Of course there is always the chance that there is no “perfect” candidate for the job. In this case the hiring manager is likely to go with someone who has some sort of track record in freelance writing, ideally in the same niche or a niche that is close to the one they are hiring for.
So how general should your niche be? There’s pros and cons to both the specific and broad approach. There is one alternative, though…
What about Focusing on More than One Niche
Every writer at one point or another thinks about getting into a second niche. Lots of personal finance bloggers move into the travel niche or something else that is loosely related to finances.
I think sometimes focusing on more than one niche can be counter-productive because you stretch yourself too thin trying to keep up with news and developments in each niche. At the same time, it can be fun to go outside of your main niche and write about something different.
I have a couple tips for people who are looking to get started in freelance writing:
- Pick something general to start – Picking something general when you first get started may sound counter-intuitive, but I think it makes a lot of sense. Especially if you are starting a blog, you may have trouble writing about the same narrow topic day-after-day or week-after-week. Instead pick something general until you know what part of that broader niche you really enjoy.
- Establish yourself in one niche before looking for a second – Becoming well-established in one niche before moving into another one helps writers avoid burnout and being stretched too thin. You’ll want to be a subject matter expert in one area before venturing into something totally different. This is especially true for people who are only looking to write “on the side” and do not have plans of making a career out of it.
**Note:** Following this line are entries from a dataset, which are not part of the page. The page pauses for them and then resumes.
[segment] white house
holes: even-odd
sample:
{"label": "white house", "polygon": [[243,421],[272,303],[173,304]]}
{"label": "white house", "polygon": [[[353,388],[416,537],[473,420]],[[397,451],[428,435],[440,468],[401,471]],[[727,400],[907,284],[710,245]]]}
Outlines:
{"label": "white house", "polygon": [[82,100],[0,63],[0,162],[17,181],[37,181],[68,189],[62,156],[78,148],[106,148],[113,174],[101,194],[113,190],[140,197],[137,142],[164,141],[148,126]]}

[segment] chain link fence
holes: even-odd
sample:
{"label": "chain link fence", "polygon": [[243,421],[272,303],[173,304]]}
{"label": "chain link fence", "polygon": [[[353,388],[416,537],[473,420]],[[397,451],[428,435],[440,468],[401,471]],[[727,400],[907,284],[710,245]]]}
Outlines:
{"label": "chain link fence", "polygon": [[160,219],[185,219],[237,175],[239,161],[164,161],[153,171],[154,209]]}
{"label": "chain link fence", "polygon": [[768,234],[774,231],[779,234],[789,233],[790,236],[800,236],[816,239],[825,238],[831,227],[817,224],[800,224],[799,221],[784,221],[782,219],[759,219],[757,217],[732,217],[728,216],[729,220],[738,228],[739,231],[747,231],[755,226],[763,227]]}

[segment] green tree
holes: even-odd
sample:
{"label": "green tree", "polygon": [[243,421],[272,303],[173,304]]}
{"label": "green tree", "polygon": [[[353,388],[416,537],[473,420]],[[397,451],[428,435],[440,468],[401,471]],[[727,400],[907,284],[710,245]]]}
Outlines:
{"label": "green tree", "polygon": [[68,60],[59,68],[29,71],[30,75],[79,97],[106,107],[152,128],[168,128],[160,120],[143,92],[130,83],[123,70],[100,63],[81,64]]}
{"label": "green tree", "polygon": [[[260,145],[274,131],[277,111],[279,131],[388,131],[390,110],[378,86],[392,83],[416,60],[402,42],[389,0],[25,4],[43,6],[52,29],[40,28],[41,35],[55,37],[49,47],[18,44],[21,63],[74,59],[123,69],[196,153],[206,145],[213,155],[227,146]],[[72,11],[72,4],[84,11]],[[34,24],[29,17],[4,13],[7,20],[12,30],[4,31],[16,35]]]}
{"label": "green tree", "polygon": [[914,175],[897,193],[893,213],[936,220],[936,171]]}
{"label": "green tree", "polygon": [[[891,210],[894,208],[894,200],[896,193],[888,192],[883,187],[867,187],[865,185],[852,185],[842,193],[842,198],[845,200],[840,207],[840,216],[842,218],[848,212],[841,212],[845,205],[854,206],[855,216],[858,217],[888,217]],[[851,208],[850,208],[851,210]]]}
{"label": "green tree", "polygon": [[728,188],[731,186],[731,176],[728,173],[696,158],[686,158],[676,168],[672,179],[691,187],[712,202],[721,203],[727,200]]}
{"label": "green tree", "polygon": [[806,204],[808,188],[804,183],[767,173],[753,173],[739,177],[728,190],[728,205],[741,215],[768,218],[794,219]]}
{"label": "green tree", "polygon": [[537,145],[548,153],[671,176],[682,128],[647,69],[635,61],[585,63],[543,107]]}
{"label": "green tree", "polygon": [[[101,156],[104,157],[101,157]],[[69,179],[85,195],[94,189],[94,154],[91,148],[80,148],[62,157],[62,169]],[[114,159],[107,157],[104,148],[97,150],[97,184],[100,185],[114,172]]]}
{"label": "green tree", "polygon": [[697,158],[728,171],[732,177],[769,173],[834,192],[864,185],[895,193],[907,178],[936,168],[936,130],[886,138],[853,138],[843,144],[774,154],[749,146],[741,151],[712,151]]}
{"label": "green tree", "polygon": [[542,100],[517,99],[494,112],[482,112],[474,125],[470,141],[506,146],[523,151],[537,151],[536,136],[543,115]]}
Hopefully you found this article helpful. There is no easy answer to “what should my freelance writing niche be?” The answer to that question will be different for each person depending on interests and goals.
I still think starting a blog is the best way to get established in a niche, so consider launching a blog if you want to really establish yourself in a specific niche. You’ll be surprised at how people will actually find you and offer you work instead of the other way around.
What niche do you want to write in? For those who already are freelance writers, how did you pick your niche? Also please share if you have had a good (or bad) experience having more than one niche.